It’s a fifty-degree February day, with open water alongside the trail. The three-mile stretch of trail I had to myself this weekend is a patchwork of clear pavement and slush and half-melted ice. I came upon a couple of skinny little blown-down trees that were easy to move off the trail. We have yet to see the season’s first serious sustained winds that will surely bring down a big pine or two.

This was a nearly-silent walk, perfect for a Sunday morning after Mass. There’s no hum from the Skydive Pepperell plane in the winter. The noisy geese that usually populate the swamps and ponds along the way were absent. No kids trying out their training wheels, no runners passing me, no backyard barbecues at nearby houses. There will be plenty of time for all that later in the year. For today, solitude suited me.

First of June, Dunstable and Hollis

I shouldn’t have worried about not seeing columbines on my last walk along the Nashua River Rail Trail. I just hadn’t waited long enough. They were out this morning. So were ladyslippers, which I have never noticed along this trail. I spent a few minutes today on the short stretch of trail in Dunstable between the Massachusetts/New Hampshire state line and the first River Road crossing. I also took a side trail to look at the Nashua River, which is lazy and still today. My photo of the river shows only a sharp reflection of the trees along the banks. No apparent flow; just a mirror.

I didn’t have much company on this early-morning walk. I saw two bicyclists when I was nearly back to my car. I thought they were chatting with each other, until they got close enough so I could see they were each talking on a phone. Really, guys? But I shouldn’t judge. I carry my phone all the time, too. Those bicyclists missed some good flowers as they rolled past, deep in their respective conversations.

I also spent time on Beaver Brook land in Hollis today, north of Route 130. More ladyslippers – lots of them! They’ll be gone very soon, as the mountain laurel gets set to bloom. (And that’s a lovely sight.) I hiked around the wildlife pond with three other people who know the area well.

We stopped at the bridge that crosses the center of the pond, with a beaver dam nearby. One of my companions told us about bringing her five-year-old son to this spot. She told him beavers lived nearby.
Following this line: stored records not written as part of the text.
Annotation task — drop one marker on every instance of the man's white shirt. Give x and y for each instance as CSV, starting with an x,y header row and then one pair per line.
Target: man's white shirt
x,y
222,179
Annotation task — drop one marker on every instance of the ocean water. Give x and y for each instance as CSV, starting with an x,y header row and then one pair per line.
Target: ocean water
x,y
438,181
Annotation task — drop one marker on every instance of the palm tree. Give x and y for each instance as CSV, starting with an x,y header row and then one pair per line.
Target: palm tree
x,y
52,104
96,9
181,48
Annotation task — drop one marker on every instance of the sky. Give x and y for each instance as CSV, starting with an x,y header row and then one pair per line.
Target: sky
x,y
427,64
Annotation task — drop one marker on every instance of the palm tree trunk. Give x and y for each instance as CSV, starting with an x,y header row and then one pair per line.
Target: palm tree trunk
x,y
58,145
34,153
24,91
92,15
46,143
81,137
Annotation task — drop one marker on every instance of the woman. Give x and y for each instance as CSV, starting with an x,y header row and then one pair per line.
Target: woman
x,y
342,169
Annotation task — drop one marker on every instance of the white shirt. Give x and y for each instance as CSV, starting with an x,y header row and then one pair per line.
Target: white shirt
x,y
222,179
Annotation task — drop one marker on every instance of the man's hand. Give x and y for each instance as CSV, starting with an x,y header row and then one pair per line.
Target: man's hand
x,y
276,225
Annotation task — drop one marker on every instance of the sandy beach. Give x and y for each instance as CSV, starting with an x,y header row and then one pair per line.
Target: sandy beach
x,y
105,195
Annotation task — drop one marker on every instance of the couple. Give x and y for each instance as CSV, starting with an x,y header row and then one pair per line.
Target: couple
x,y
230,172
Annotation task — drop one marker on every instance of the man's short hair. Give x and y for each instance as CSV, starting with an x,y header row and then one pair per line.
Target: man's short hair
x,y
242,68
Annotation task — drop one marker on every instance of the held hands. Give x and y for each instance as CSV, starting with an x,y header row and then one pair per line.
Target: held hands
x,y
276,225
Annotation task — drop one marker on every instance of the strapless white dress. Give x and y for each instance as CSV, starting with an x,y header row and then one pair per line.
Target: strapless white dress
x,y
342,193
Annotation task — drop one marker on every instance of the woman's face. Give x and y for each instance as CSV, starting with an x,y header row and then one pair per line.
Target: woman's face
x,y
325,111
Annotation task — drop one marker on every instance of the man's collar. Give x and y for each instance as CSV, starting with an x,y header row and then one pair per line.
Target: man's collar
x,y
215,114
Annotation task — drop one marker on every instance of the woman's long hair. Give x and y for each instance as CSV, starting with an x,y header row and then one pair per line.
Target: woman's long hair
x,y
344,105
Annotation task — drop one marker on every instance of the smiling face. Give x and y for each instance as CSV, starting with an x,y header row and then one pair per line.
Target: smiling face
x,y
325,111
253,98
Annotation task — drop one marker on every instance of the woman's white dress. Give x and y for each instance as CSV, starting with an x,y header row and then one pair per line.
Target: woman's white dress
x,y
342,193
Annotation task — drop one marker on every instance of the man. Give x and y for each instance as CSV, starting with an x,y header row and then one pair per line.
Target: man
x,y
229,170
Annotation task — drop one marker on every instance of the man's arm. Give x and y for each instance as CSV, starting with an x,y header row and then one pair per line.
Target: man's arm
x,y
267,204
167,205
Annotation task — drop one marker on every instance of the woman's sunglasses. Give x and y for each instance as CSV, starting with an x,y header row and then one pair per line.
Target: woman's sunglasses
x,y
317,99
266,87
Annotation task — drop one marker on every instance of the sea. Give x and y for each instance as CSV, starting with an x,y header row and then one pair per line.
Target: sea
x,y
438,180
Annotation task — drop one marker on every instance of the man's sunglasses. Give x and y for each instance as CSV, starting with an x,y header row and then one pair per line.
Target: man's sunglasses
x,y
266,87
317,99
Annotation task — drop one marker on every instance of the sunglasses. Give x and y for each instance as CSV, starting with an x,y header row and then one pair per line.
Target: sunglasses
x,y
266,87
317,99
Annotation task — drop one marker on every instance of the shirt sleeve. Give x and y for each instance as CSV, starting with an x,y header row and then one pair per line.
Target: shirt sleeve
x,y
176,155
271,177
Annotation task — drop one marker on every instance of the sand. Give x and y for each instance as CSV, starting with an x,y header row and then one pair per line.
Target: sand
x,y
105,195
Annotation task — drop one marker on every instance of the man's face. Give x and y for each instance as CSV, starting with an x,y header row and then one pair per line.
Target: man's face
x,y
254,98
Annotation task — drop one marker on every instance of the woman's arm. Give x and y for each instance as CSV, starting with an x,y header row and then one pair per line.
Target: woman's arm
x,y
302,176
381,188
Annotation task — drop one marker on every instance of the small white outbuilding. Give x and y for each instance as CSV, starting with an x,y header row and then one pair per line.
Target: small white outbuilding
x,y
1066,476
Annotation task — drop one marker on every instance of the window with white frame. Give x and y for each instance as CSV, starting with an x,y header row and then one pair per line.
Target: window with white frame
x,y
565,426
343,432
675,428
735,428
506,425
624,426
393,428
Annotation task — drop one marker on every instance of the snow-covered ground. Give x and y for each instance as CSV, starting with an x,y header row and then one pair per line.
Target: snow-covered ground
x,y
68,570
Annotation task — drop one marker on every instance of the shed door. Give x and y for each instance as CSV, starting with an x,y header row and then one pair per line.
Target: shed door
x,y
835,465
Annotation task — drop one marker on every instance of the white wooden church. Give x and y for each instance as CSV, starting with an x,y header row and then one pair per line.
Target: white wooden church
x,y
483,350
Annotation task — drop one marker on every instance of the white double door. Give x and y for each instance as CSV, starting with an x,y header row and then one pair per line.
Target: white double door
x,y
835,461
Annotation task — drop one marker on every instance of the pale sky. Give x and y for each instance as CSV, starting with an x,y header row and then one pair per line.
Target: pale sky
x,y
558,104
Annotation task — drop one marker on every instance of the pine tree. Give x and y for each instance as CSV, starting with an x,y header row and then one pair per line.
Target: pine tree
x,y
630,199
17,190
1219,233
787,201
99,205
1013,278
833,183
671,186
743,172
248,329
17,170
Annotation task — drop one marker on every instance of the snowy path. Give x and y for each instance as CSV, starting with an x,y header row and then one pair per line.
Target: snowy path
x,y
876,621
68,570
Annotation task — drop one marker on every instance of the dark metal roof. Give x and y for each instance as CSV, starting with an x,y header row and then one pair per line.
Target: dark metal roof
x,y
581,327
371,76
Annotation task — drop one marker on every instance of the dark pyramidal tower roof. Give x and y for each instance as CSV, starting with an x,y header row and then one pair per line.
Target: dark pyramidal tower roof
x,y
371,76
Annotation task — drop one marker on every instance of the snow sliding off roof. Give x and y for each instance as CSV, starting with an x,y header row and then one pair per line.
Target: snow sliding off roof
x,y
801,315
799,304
Being five and literal, the boy called out, “Mr. Beaver, you come out!” Just as Mom was explaining that beavers couldn’t answer him, a beaver surfaced, slapped the water with its tail, and swam away. Score one for the five-year-old.

What are you seeing this week?

Spring on NRRT

I don’t dare think that we’re done with winter yet, but today’s 50-degree temps are very encouraging. I headed to Gilson Road in Nashua to see how the rail trail is faring, and I ended up getting all the way to Rt. 113 in Pepperell before heading back home.

We can’t declare ice-out just yet. About half the trail has snow cover. In the early afternoon of a sunny & warm day like this one, the snow is soft & crunchy, not too deep, not requiring boots. Travel was much easier for me than for the many bicyclists who were out today, but even they seemed to be having a good time. It was an outdoor kind of day. My guess is that early mornings after sub-freezing nights would NOT be a good time to visit this trail, but once the sun gets up there & softens the surface, no problem. This should be a warm week, so a lot of the snow may be gone by next weekend.

Damage from the windstorm 10 days ago seems to be under control. I saw several places where volunteers had cut up & moved aside branches that had fallen onto the pavement. Snow-free sections of trail are covered with pine cones shaken loose by the wind.

The city of Nashua still has the Gilson Road parking lot chained off for the season, so I parked on the roadside. Many more cars were parked on 111-A.

I had hoped to find the Rail Trail Ice Cream Shop open in East Pepperell, but from across 113, I didn’t see the “open” flag flying. Oh, well, another month will take care of that.

Just two weeks ago, I snowshoed in the New Ipswich woods in winter’s loveliest powder, and today I’m wearing sneakers for an 8-mile walk. Great days, either way.